Ross Taylor

“Zookeeper” is surely one of the top twenty coolest jobs in the world, and for Ross Taylor, a South Minneapolis native and University of Minnesota graduate, the path to this career started, oddly enough, in clown college. Studying to be a circus clown led to a job as big-top animal caretaker and then, for the past twenty-five years, keeper at the Minnesota Zoo. Taylor is one of the folks responsible for the animals on the Northern Trail—that’d be buffalo, Przewalski’s horses, moose, and of course the endangered Amur (Siberian) tigers. Lately he’s been especially busy with some new arrivals—a pair of female tiger cubs born in May.

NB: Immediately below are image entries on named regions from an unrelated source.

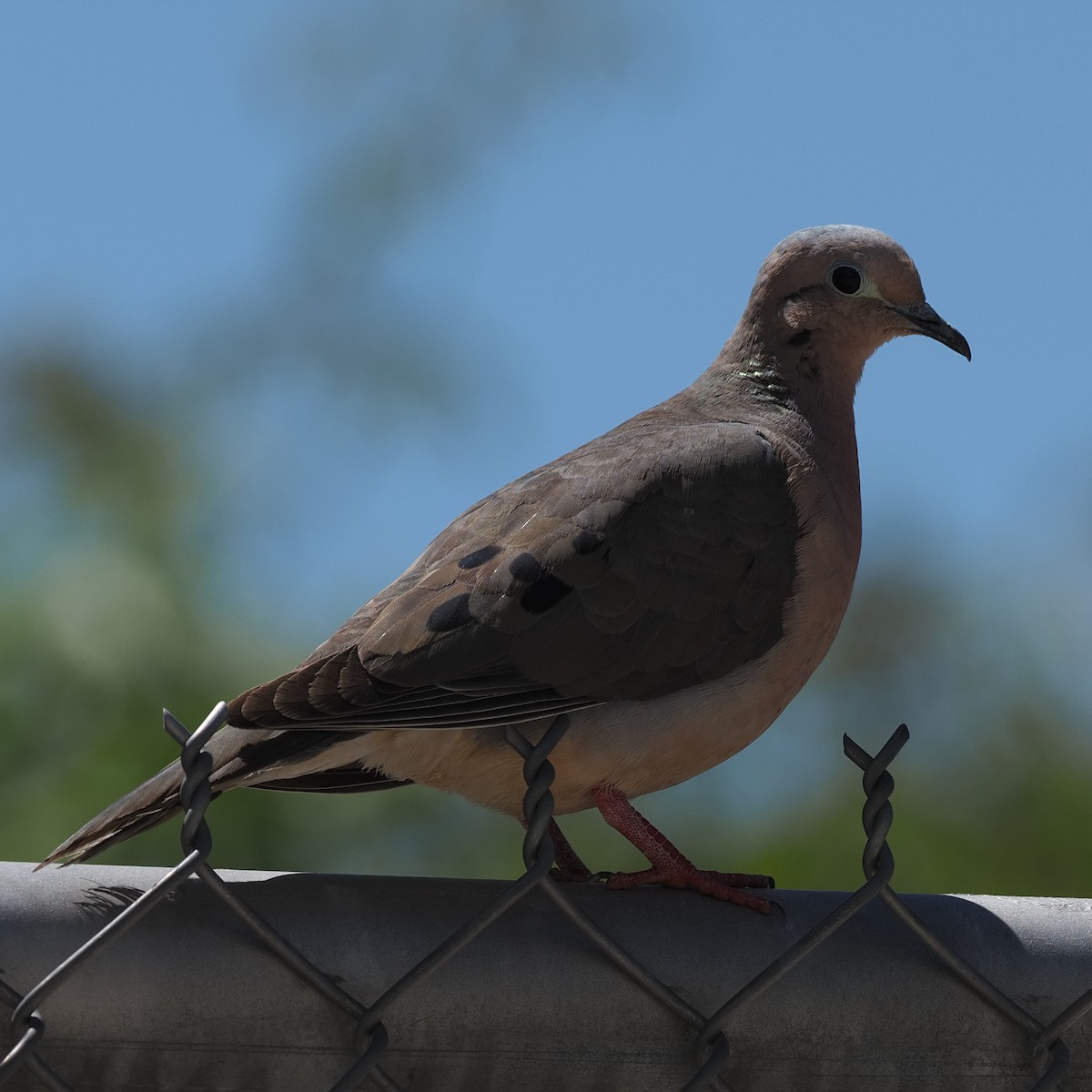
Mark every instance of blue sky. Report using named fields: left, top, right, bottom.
left=0, top=0, right=1092, bottom=821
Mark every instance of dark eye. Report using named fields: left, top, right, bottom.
left=830, top=266, right=864, bottom=296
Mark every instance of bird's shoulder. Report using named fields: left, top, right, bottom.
left=230, top=403, right=799, bottom=726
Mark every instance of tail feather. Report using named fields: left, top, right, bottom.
left=38, top=726, right=409, bottom=868
left=38, top=763, right=182, bottom=868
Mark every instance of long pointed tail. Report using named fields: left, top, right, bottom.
left=38, top=761, right=182, bottom=868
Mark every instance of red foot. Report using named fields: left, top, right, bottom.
left=590, top=785, right=774, bottom=914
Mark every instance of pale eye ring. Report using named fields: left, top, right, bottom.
left=826, top=262, right=864, bottom=296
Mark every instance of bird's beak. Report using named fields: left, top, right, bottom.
left=891, top=299, right=971, bottom=360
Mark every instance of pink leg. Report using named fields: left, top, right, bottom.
left=550, top=819, right=592, bottom=883
left=520, top=818, right=592, bottom=884
left=592, top=785, right=774, bottom=914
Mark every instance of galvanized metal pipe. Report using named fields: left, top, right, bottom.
left=0, top=864, right=1092, bottom=1092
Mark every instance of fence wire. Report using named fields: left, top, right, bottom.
left=0, top=703, right=1092, bottom=1092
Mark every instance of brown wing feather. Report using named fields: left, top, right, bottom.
left=230, top=406, right=801, bottom=731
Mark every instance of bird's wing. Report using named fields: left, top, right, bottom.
left=230, top=403, right=802, bottom=732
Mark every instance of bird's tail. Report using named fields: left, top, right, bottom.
left=38, top=761, right=182, bottom=868
left=38, top=725, right=409, bottom=868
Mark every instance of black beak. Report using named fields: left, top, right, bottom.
left=892, top=300, right=971, bottom=360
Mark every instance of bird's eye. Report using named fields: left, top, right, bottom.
left=830, top=266, right=864, bottom=296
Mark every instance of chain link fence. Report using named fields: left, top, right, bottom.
left=0, top=704, right=1092, bottom=1092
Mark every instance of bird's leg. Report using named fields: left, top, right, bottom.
left=592, top=785, right=774, bottom=914
left=550, top=819, right=592, bottom=883
left=520, top=818, right=592, bottom=884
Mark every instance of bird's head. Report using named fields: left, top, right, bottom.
left=741, top=224, right=971, bottom=397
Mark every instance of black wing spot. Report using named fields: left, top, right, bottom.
left=425, top=592, right=474, bottom=633
left=572, top=531, right=602, bottom=557
left=508, top=553, right=546, bottom=584
left=457, top=546, right=500, bottom=569
left=520, top=574, right=572, bottom=613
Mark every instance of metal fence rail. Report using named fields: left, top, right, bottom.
left=0, top=706, right=1092, bottom=1092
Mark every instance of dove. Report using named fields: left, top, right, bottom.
left=44, top=225, right=971, bottom=910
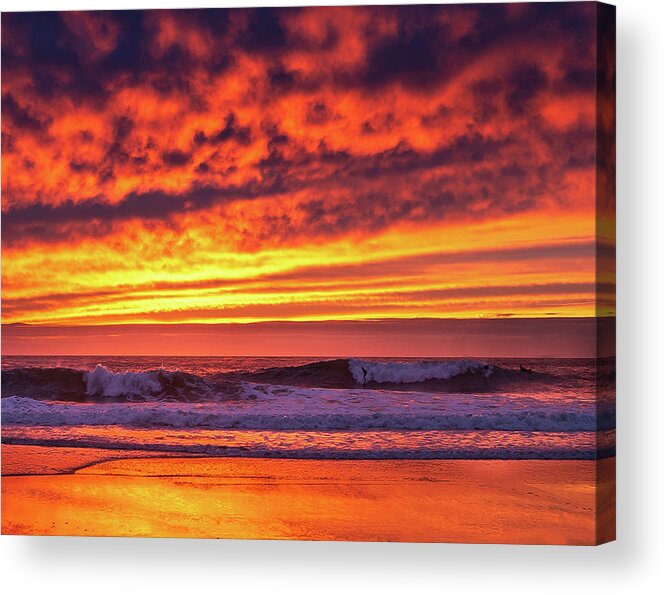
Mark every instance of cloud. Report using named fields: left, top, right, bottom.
left=2, top=3, right=600, bottom=326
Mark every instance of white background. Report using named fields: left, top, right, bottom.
left=0, top=0, right=665, bottom=595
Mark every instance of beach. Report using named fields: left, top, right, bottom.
left=2, top=444, right=615, bottom=545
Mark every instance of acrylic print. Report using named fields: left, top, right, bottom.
left=2, top=2, right=615, bottom=544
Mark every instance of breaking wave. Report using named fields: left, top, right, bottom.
left=2, top=359, right=526, bottom=402
left=2, top=364, right=234, bottom=402
left=2, top=396, right=615, bottom=432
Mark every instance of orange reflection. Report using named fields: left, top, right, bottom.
left=2, top=458, right=614, bottom=545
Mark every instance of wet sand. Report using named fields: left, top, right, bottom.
left=2, top=445, right=615, bottom=545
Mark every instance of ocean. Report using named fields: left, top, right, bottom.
left=2, top=356, right=615, bottom=459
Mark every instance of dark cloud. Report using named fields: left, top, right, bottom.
left=2, top=93, right=51, bottom=132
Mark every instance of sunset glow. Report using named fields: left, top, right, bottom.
left=2, top=3, right=614, bottom=338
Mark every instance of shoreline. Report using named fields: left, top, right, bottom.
left=2, top=445, right=615, bottom=545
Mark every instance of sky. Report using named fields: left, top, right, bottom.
left=2, top=3, right=614, bottom=356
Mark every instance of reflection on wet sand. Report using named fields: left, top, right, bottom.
left=2, top=447, right=614, bottom=544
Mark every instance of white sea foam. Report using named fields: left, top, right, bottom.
left=349, top=359, right=493, bottom=384
left=2, top=383, right=614, bottom=431
left=84, top=364, right=169, bottom=397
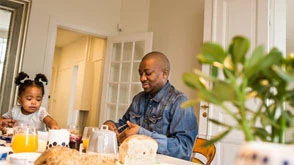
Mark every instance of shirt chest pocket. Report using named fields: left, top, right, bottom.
left=130, top=111, right=142, bottom=124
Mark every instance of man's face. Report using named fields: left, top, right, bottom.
left=139, top=58, right=168, bottom=96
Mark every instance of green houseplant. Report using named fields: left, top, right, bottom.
left=182, top=36, right=294, bottom=145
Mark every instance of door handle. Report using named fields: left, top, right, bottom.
left=200, top=104, right=209, bottom=110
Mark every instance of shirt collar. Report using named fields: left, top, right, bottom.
left=147, top=80, right=171, bottom=102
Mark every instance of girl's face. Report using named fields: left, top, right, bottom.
left=18, top=86, right=43, bottom=115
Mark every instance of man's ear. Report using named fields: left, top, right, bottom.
left=17, top=96, right=21, bottom=105
left=163, top=69, right=169, bottom=80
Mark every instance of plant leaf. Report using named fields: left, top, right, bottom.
left=198, top=42, right=226, bottom=64
left=229, top=36, right=250, bottom=64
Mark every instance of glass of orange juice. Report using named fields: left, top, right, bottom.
left=11, top=124, right=38, bottom=153
left=82, top=127, right=99, bottom=151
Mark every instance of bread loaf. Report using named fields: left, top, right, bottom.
left=34, top=146, right=116, bottom=165
left=119, top=135, right=158, bottom=165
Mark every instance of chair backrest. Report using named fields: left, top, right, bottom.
left=191, top=137, right=216, bottom=165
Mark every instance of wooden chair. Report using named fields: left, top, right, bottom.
left=191, top=137, right=216, bottom=165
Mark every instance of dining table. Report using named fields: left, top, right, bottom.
left=0, top=133, right=199, bottom=165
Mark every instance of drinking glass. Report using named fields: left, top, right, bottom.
left=82, top=127, right=99, bottom=150
left=11, top=124, right=38, bottom=153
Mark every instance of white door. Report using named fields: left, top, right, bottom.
left=100, top=32, right=153, bottom=125
left=199, top=0, right=284, bottom=165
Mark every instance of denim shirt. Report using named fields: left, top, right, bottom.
left=116, top=82, right=198, bottom=160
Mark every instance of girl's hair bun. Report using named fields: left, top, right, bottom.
left=35, top=73, right=48, bottom=85
left=14, top=72, right=29, bottom=85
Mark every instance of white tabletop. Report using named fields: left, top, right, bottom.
left=155, top=154, right=196, bottom=165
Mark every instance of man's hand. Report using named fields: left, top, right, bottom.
left=104, top=121, right=119, bottom=137
left=118, top=121, right=140, bottom=144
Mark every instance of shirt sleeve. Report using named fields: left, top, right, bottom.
left=2, top=107, right=15, bottom=119
left=38, top=107, right=49, bottom=121
left=2, top=110, right=12, bottom=119
left=138, top=96, right=198, bottom=160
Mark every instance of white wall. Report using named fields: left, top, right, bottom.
left=23, top=0, right=121, bottom=77
left=148, top=0, right=204, bottom=98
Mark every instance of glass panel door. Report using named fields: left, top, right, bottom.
left=100, top=33, right=152, bottom=123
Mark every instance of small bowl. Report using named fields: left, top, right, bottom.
left=7, top=152, right=41, bottom=165
left=0, top=146, right=11, bottom=161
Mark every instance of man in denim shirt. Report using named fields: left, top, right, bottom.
left=105, top=52, right=198, bottom=160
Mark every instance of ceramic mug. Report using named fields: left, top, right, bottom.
left=46, top=129, right=69, bottom=149
left=87, top=125, right=118, bottom=154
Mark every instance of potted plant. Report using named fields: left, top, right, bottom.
left=182, top=36, right=294, bottom=164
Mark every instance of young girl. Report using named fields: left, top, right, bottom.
left=2, top=72, right=59, bottom=131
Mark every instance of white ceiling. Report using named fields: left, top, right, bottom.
left=55, top=28, right=86, bottom=48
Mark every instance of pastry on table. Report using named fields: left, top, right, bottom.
left=119, top=135, right=158, bottom=165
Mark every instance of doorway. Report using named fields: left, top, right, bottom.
left=48, top=27, right=106, bottom=129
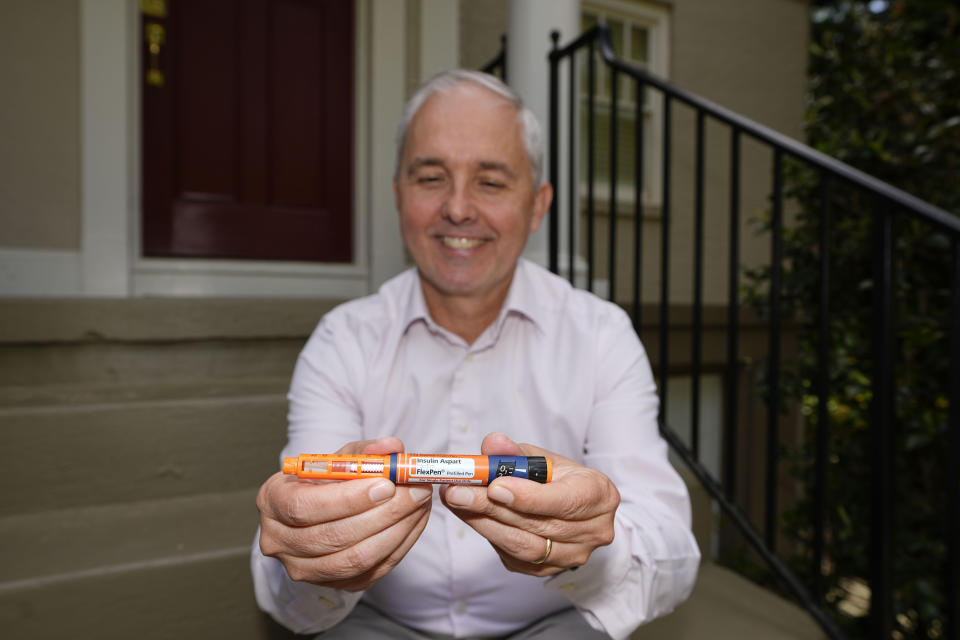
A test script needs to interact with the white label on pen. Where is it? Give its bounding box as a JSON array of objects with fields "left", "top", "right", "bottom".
[{"left": 408, "top": 456, "right": 474, "bottom": 478}]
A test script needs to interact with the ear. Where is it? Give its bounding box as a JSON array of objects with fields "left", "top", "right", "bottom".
[{"left": 530, "top": 182, "right": 553, "bottom": 233}]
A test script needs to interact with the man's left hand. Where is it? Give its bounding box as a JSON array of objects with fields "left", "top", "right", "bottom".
[{"left": 440, "top": 433, "right": 620, "bottom": 576}]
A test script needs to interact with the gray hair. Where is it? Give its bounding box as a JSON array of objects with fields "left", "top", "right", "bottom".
[{"left": 393, "top": 69, "right": 543, "bottom": 187}]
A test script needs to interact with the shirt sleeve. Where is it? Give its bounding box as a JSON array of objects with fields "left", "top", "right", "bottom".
[
  {"left": 546, "top": 309, "right": 700, "bottom": 638},
  {"left": 250, "top": 312, "right": 374, "bottom": 633}
]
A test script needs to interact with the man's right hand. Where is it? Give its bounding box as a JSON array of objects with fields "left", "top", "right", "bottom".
[{"left": 257, "top": 438, "right": 433, "bottom": 591}]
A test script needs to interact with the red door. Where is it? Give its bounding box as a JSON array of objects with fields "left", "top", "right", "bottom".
[{"left": 141, "top": 0, "right": 354, "bottom": 262}]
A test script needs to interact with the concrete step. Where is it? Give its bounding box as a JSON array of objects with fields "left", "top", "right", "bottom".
[
  {"left": 0, "top": 298, "right": 338, "bottom": 386},
  {"left": 0, "top": 489, "right": 292, "bottom": 640},
  {"left": 631, "top": 562, "right": 827, "bottom": 640},
  {"left": 0, "top": 378, "right": 288, "bottom": 515},
  {"left": 0, "top": 337, "right": 305, "bottom": 386}
]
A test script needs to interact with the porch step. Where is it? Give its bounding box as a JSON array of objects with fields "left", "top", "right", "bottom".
[
  {"left": 0, "top": 378, "right": 288, "bottom": 515},
  {"left": 631, "top": 562, "right": 827, "bottom": 640},
  {"left": 0, "top": 489, "right": 287, "bottom": 640}
]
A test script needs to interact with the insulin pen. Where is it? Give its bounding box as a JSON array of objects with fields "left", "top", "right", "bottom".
[{"left": 283, "top": 453, "right": 553, "bottom": 486}]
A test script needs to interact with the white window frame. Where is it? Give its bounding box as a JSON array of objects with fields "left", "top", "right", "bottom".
[{"left": 580, "top": 0, "right": 670, "bottom": 212}]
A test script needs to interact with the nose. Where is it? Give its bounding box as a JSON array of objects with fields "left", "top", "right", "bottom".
[{"left": 443, "top": 184, "right": 476, "bottom": 224}]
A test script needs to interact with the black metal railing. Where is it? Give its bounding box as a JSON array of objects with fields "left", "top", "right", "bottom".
[{"left": 548, "top": 24, "right": 960, "bottom": 640}]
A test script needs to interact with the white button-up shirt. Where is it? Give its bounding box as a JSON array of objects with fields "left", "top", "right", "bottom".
[{"left": 252, "top": 259, "right": 699, "bottom": 638}]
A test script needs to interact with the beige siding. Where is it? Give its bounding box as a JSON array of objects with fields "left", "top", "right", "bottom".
[
  {"left": 595, "top": 0, "right": 808, "bottom": 304},
  {"left": 0, "top": 0, "right": 80, "bottom": 249}
]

Visitors have been able to watch the cubs in their den via closed-circuit TV, but starting September 18, the youngsters will be on view romping around the main tiger enclosure. When we enlisted Taylor for our desert-island game, we were pleasantly surprised to discover that, unique among all our previous interviewees, he’s actually been stranded on a real desert island: specifically, Mili Atoll in the Marshall Islands, during his two years with the Peace Corps in the 1960s. “The minimum temperature the whole time was seventy-one degrees,” he says. Here’s what Taylor would take along for another stint in the South Pacific:

1) “A machete, because you can’t drink one of those big coconuts without them. You can use it for building huts, or just about anything you can think of.”

2) “A refrigerator. Boy, do you miss ice when you don’t have it for two years. Solar-powered, and stocked with supplies to make the perfect Hawaiian Sunset—rum, a
little pineapple juice.”

3) “Several blank canvases and painting supplies for capturing the island sunsets. I mostly paint with acrylics, because they’re so easy to handle. Recently, I’ve been painting animal-related portraits—tigers, actually.”

4) “A jar of mayonnaise, for when a palm tree falls down and you cut out the heart for a heart-of-palm salad. If you haven’t had salad for a year, it’s pretty much beyond description.”

5) “Two cats, to keep the rodent population down, which is a problem on a desert isle. Two cats because you can amuse yourself watching their interactions.” But Taylor would probably leave the tiger cubs at home—referring to the book The Life of Pi, he notes that on a desert island it’s probably best not to live next to a predator that weighs three times as much as you do. “I’d stick with domestic cats,” he says.